And then comes the wordless “Valentine’s Day,” a succinct jam under 2 minutes that if anything proves McCartney’s talent with melody. Not a single other Beatle could have gotten away with not using his voice and “Valentine’s Day” is aware of that: its guitar caustic and biting, the drumming rapid, a kiss-off to the other members as if to say, “Well look what I can do, even without you.”
McCartney, even in his Beatle years, rarely sang in the first person, which is a shame, because he’s quite good at it. “Every Night” might be the best song on the album (if it weren’t for a little thing called “Junk” and “Maybe I’m Amazed”). Truly a portrait of himself at the time, it’s quite lyrically clever that McCartney makes the point that he wants to escape the ‘every nights,’ for the singular moments where he’s just with the one he loves. As a little kid I was enthralled with this arrangement, the off-beat boom hiccup of the snare and that wordless refrain driving the point home and making it one of McCartney’s most endearing and independent songs on record.
“Hot As Sun/ Glasses” marks an interesting point in the album; it’s another instrumental and again as melodic as anything McCartney ever made, and it’s a great homage to the classic fifties progressions (think Buddy Holly) as well as a quick foray into new sounds (that summery organ), John Cage (the classical dissonance), and musique-concrete (the snippet of “Suicide” – a demo he left off the album).
McCartney has a gift with acoustic guitars; intertwined with his voice, they become him when he’s at his most wistful (see "Yesterday,“ "Blackbird,” “Her Majesty,” “Mother Nature’s Son,” “I Will,” even as far back as “I’ll Follow The Sun”), and no example might be more powerful than “Junk.” The song that might as well have instigated Elliot Smith’s whole career it’s a beautiful piece of McCartney’s third person story telling that manages to make even the blandest objects alive and heart wrenching. Only (fittingly) Rogers and Hammerstein ever made ordinary things as equally charming in “My Favorite Things.” Even before the chorus, just in the way McCartney gently lulls “Motor cars, Handle Bars, Bicycles for two,” you sense the immediate sadness, the forlorn nature of these objects without mentioning another word. Such is the power of McCartney’s music.
The next number might be the most jaunty and uplifting of the whole album. “Man We Was Lonely” begins with a beautiful intro that sounds eerily close to the chord progression Lennon himself would use on his ruminating “Love.” The way the melody melts into the chords, and even Linda’s vocals (long a point of contention among solo McCartney apologists) are put to good use here. McCartney’s vocal talent is on display too, using two very different takes to juxtapose past and present, reminiscence and moving on.

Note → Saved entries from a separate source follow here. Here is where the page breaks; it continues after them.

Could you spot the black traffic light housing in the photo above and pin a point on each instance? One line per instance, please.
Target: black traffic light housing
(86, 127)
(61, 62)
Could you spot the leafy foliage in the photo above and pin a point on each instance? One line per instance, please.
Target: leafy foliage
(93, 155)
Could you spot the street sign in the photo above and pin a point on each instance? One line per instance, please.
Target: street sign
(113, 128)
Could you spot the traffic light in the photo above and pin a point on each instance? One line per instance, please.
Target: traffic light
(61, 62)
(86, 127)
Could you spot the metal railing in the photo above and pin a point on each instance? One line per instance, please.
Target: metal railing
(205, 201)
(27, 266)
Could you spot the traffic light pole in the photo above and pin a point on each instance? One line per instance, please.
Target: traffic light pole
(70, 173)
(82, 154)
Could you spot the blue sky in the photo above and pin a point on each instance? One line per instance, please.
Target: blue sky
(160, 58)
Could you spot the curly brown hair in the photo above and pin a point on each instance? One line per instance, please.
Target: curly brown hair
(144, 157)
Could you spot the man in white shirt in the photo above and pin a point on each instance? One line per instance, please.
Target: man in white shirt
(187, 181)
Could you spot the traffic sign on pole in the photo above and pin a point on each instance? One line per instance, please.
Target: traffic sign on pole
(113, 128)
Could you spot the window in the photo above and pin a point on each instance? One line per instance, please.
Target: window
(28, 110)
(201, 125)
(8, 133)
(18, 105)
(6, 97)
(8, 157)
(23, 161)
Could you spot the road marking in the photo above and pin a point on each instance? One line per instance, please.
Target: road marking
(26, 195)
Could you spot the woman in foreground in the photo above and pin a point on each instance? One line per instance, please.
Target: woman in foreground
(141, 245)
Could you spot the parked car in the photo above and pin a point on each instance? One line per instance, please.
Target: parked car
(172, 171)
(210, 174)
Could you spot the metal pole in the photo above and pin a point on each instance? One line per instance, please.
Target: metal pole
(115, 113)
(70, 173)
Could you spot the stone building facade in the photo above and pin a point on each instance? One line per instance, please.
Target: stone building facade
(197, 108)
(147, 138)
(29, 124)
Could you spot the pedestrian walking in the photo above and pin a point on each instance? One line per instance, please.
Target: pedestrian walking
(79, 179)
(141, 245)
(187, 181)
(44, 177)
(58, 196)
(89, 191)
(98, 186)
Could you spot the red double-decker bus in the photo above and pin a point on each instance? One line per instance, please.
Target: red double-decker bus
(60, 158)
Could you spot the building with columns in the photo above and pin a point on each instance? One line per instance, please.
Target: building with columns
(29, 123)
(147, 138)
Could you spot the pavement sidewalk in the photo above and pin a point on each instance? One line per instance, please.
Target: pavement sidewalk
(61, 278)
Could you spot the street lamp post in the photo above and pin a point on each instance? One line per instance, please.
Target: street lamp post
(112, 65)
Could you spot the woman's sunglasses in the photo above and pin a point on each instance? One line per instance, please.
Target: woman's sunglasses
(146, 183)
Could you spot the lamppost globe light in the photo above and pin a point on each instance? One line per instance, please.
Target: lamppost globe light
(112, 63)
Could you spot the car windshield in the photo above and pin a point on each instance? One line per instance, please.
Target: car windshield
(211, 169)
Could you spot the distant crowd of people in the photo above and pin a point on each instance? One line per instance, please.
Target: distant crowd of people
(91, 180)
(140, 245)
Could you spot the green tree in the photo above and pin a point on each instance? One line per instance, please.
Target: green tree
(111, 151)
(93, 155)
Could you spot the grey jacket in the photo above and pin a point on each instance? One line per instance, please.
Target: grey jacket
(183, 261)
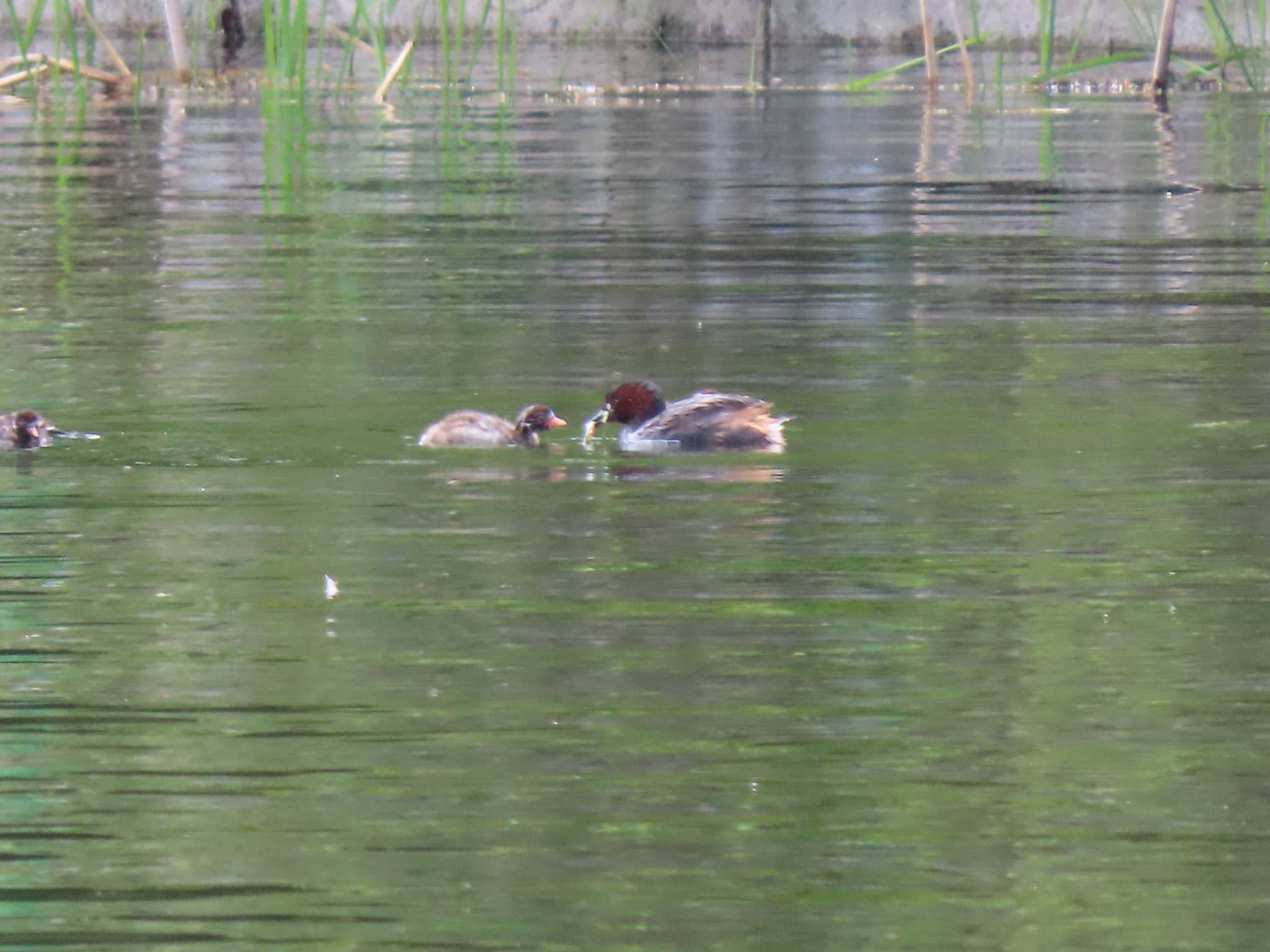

If it weren’t for McCartney’s unmistakable voice, in the context of todays music, you could sneak “That Would Be Something” and this next number “Oo You” onto a White Stripes – maybe even early Black Keys – compilation and people wouldn’t know the difference. It’s a connection that doesn’t strike right away, but it becomes obvious when put to light. Listen to how McCartney plays the guitar part, even the sound: isolated, instantly bluesy, and referential to the old Delta blues players that came before him. In describing McCartney’s ability to be the everyman and play all the instruments, an assumption is made that he can’t be exceptional at all or any of them, but he is.
It is with little warning that McCartney comes back to roughshod roots; the rollicking “Momma Miss America” is a bouncy instrumental. McCartney has never tried to set the world on fire with lyrical wordplay; rahter, these musical sketches are a more fitting portrait. His mission was never to enlighten, never overwrought with messages (both of which would befall Lennon and Harrison) but he sought to lighten, to engage the listener with the joy of the music itself. One can find many examples of simple toss-off lyrics in McCartney’s career, but there are few examples of melodies that don’t grab your attention.
If this album is to have a dud, it would be “Teddy Boy,” but even this is a prime example of the above. Listen to the song just once and try not to hum the melody, and even with that caveat, it’s not a bad song; the touches in production help as well, with the subtle backing harmonies, the soft patter of the drums, the ad-lib ending. It’s a nice little harmless tune and that’s all it was meant to be.
“Sing Along Junk” shows just how pure a melody “Junk” was. Even without the lyrics this (admittedly more produced) version puts the words in your head with the guitar alone, but it’s nice to hear the piano and guitar bounce the melody back and forth.
Out of the depths, we find McCartney at his most ragged on the beautiful “Maybe I’m Amazed,” his voice hoarse and pleading, the vocals both universal and intimate, and that guitar hook one for the ages. Few times have we seen the man as barely composed as he plays here, every shred of his soul put into every instrument, and its a nice touch that this song could be both about a friend and a lover (as it probably was). The way the arrangement builds is cinematic and personally reflective, the piano transforms from a sad waltz to a rock and roll pounding, the guitars plead and choke, and the drums go back and forth from put together to off-kilter. It’s the song that would come to define the album, despite the difference in sound.
“Kreen-Akrore” is a highly unusual number for any version of McCartney, Beatle or otherwise. To start, it’s percussion-based, and the groove starts out in a New Orleans fashion before some left-field production elements join the fray, and then a McCartney drum solo! It’s not all bad stuff. In fact the Beach-Boys-meets-Indian drone harmonies make quite an interesting draw midway through. It’s just so singularly unique in McCartney’s catalogue, too far ahead of its time.
McCartney managed to do the impossible: it took a God and made him a man, humanized him, and defined his sound. Nothing on the album sounds like it could have fit on a Beatles record, and yet it’s a welcome idea. While All Things Must Pass and Plastic Ono Band had better critical response, McCartney is the underrated winner of the bunch. Harrison’s All Things becomes too self-aggrandizing, and its production often mires the good songs that are on it, while Lennon’s Plastic Ono Band is almost too honest and caustic to listen to in one sitting.
McCartney found his calling in creating music that soothes, and an album that can be played from start to finish without wearing out its welcome. Ram will still be my favorite solo album of his, where he took all the best little bits from McCartney and put it into a finished product, but no other product in The Beatles catalog, solo or otherwise, quite reaches the comfort and charm of this one.
It’s also a highly influential record, you can see where Elliot Smith and Jack White found their bearings from McCartney, and even with its lo-fi aesthetic (barring “Maybe I’m Amazed”) it’s a highly ambitious (and successful, reaching #2 in 1970) record. McCartney combines the man behind the music with the power of his music (and a bevy of styles and influences from old time blues to musique-concrete), assuring that even in the ashes of the greatest pop group of all time, there was music to be made.